By Bob Hertzel
For the Times West Virginian
JaJuan Seider didn’t get a chance to make his mark in three years as a quarterback at West Virginia University, but he is returning to make his mark as a running back coach.
The news of the hiring to replace Robert Gillespie, who left last week for the same job at Tennessee, was made not through normal channels but by coach Dana Holgorsen on his Twitter account.
“It’s great to welcome JaJuan back to Mountaineer football,” Holgorsen said when the school put out an official release. “He is an energetic coach and recruiter, who knows our program and state very well. His coaching versatility and background will be an asset to our program, and I know he will bring a passion to succeed at his alma mater.”
The hire came one day after Holgorsen interviewed Seider and following an interview with one other candidate and it comes just in time to have Seider on hand for Sunday’s opening of spring football.
Seider was serving as running back coach and recruiting coordinator under former WVU assistant Doc Holliday at Marshall. He had coached at Marshall for three years and was one of three original members left on Holliday’s staff.
Seider played quarterback at WVU from 1996 to 1998 under Don Nehlen. He threw only one pass his first season as senior Chad Johnston quarterbacked WVU and was used very sparingly the next two years as he was beaten out for the starting job by Marc Bulger, who went on to play in the NFL for a dozen years and set almost every WVU passing record.
Bulger’s records stood until Geno Smith came along and playing in Holgorsen’s Air Raid system broke them.
For his career at WVU, Seider was 7-for-16 passing for 133 yards with no touchdowns or interceptions and rushed 15 times for just 4 net yards.
However, he proved that he could have handled the job had not Bulger been in the house when he played one season at Florida A&M, where he won the Doug Williams Award as National Offensive Player of the Year at the Division I-AA level and the Jake Gaither Award, which is considered the Heisman Trophy for black colleges.
In that one season, Seider threw for 2,512 yards and 27 touchdowns.

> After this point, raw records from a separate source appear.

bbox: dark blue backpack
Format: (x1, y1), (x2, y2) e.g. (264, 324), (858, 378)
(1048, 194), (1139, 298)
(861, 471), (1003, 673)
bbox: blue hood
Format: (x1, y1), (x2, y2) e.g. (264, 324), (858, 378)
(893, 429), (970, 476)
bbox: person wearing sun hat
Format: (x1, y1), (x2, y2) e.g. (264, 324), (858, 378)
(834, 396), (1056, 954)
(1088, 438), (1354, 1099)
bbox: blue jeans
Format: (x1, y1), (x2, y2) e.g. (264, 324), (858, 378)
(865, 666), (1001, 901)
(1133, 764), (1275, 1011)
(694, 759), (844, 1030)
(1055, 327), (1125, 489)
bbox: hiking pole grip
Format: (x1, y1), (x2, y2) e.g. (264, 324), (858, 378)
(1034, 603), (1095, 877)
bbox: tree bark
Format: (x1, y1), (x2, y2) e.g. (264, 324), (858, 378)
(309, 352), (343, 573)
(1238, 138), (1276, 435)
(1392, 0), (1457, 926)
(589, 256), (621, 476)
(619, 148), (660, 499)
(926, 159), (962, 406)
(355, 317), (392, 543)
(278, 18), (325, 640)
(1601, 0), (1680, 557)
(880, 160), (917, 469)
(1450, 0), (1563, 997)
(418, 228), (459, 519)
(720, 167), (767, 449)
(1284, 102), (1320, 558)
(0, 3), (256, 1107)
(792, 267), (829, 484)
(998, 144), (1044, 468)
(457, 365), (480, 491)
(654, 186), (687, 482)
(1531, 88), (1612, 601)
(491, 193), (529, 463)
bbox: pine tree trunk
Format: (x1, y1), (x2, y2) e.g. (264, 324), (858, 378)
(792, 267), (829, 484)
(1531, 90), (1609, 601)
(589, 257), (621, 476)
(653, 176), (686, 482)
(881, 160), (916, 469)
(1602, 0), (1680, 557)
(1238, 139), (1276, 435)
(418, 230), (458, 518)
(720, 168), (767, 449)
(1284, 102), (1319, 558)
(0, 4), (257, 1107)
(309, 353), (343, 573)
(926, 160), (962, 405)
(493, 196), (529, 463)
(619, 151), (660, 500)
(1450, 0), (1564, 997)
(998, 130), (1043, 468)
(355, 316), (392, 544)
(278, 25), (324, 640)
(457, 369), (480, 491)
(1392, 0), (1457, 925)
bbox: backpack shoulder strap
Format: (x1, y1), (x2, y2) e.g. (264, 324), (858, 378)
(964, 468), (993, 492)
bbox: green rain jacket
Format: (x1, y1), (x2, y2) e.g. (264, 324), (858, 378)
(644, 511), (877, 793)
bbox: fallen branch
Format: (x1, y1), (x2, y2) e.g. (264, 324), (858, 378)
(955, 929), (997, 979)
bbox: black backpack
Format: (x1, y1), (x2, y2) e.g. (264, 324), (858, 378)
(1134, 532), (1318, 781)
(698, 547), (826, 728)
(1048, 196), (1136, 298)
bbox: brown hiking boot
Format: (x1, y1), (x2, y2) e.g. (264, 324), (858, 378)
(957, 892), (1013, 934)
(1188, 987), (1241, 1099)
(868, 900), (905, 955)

Seider is the fifth new coach hired by Holgorsen this off-season. In addition to replacing Gillespie, Holgorsen had to replace offensive line coach Bill Bedenbaugh who took the same job at Oklahoma, and quarterbacks coach Jake Spavital who took the same job at Texas A&M, where he will work with Heisman Trophy winner, Johnny Manziel.
Holgorsen also fired special teams coach Steve Dunlap, who is still working in the football department until his contract expires, when he is expected to get a full-time position overseeing high school relations, and cornerbacks coach Daron Roberts.
He hired Ron Crook, a Parkersburg native from Stanford, to replace Bedenbaugh, brought in former East Carolina defensive coordinator Brian Mitchell to work with the cornerbacks, then also brought back former WVU assistants Lonnie Galloway from Wake Forest to coach the receivers and Tony Gibson from Arizona to coach the safeties.
After playing at Florida A&M, Seider returned to WVU where he earned his bachelor’s degree in 2000 and master’s degrees while working as a graduate assistant under Bill Stewart in 2010. In 2006, he served on the staffs at Lake Worth, Palm Beach Lakes and Glades Central, the high school where he was a star when recruited to WVU, in his native Florida.
Seider left WVU to become running back coach at Marshall three years ago. The running game made a huge jump forward, going from averaging 120.1 yards per game to 169.2 yards a game.
This was due to the presence of three freshman running backs who came out of his recruiting program – Kevin Grooms, Stewart Butler and Remi Watson. Grooms won Freshman of the Year honors in Conference USA after rushing for 737 yards and eight touchdowns. He averaged 6.1 yards a carry.
Seider’s recruiting class this year at Marshall was rated the best in C-USA and among non-BCS automatic qualifying conferences by 247Sports and was ranked No. 48 nationally.
He is expected to be a key player in WVU’s Florida recruiting.